What happens when charter schools expand in a school district? By providing parents with more flexibility in both school and housing decisions, charters may lead to changes in school and residential segregation. We hypothesize that if school segregation is largely a “de facto” function of neighborhood segregation, then added enrollment flexibility could lead to more integrated schools as families can more freely access preferred alternatives outside of their segregated neighborhoods. Conversely, if school access is a driver of residential decision-making, charter schools may enable families to consider a wider range of neighborhoods—including those with more racial diversity, cheaper housing costs, or proximity to other amenities—that could lead to a decrease in residential segregation.

Our study investigates the effect of charter school enrollment growth on changes in neighborhood and school segregation between 2000 and 2010. We use school population counts from the National Center of Education Statistics’ Common Core of Data and residential population statistics from the 1990-2010 decennial censuses and the 2008-12 American Community Survey. To our knowledge, this is the first study to simultaneously explore the effect of charters on school and residential racial segregation in districts across the U.S.

With multilevel structural equation models, we show that charter presence substantially increases school segregation but modestly decreases residential segregation. We also show that residential segregation among households with children is more responsive to charter sector expansion than those without children. And although we test for white-Hispanic and white-Asian segregation effects, we find that only white-black segregation is affected by charters. Notably, our findings are substantiated with a falsification test predicting segregation using future charter enrollment growth.
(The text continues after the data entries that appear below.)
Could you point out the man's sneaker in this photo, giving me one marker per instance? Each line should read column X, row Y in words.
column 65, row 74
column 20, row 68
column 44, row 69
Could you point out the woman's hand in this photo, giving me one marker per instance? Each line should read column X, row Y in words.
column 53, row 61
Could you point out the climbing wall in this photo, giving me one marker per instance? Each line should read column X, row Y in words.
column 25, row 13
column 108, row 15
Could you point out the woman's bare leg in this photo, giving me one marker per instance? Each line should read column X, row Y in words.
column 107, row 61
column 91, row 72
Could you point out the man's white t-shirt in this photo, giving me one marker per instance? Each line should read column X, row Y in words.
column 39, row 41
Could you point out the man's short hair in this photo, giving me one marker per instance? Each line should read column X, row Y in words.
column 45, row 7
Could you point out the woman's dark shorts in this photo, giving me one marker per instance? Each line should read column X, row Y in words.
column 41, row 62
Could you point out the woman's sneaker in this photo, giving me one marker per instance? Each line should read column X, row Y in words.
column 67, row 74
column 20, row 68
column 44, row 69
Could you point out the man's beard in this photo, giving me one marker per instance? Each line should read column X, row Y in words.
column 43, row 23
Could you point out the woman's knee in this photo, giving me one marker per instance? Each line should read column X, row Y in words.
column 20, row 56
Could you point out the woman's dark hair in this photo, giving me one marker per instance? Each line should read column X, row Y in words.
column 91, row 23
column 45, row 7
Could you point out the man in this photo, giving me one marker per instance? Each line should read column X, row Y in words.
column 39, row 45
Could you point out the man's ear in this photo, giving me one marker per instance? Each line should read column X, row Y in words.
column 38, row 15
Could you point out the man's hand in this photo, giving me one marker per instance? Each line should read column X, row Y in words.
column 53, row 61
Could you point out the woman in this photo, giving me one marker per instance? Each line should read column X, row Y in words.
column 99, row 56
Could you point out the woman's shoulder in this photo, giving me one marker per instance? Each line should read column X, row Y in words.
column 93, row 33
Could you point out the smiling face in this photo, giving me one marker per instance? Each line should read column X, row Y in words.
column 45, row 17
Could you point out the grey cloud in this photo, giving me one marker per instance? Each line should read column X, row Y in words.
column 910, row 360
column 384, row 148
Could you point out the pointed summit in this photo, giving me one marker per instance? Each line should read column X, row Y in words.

Our results have two critical implications. First, the fact that we find divergent effects in residential and school segregation reveals that, in the absence of expanded non-neighborhood alternatives, many families choose where to live based on where their children will attend school. Second, although we show that charter school policy weakens the typical neighborhood-school segregation link, it does so by creating a pathway for increased segregative school sorting rather than by integrating both residential and school peer environments.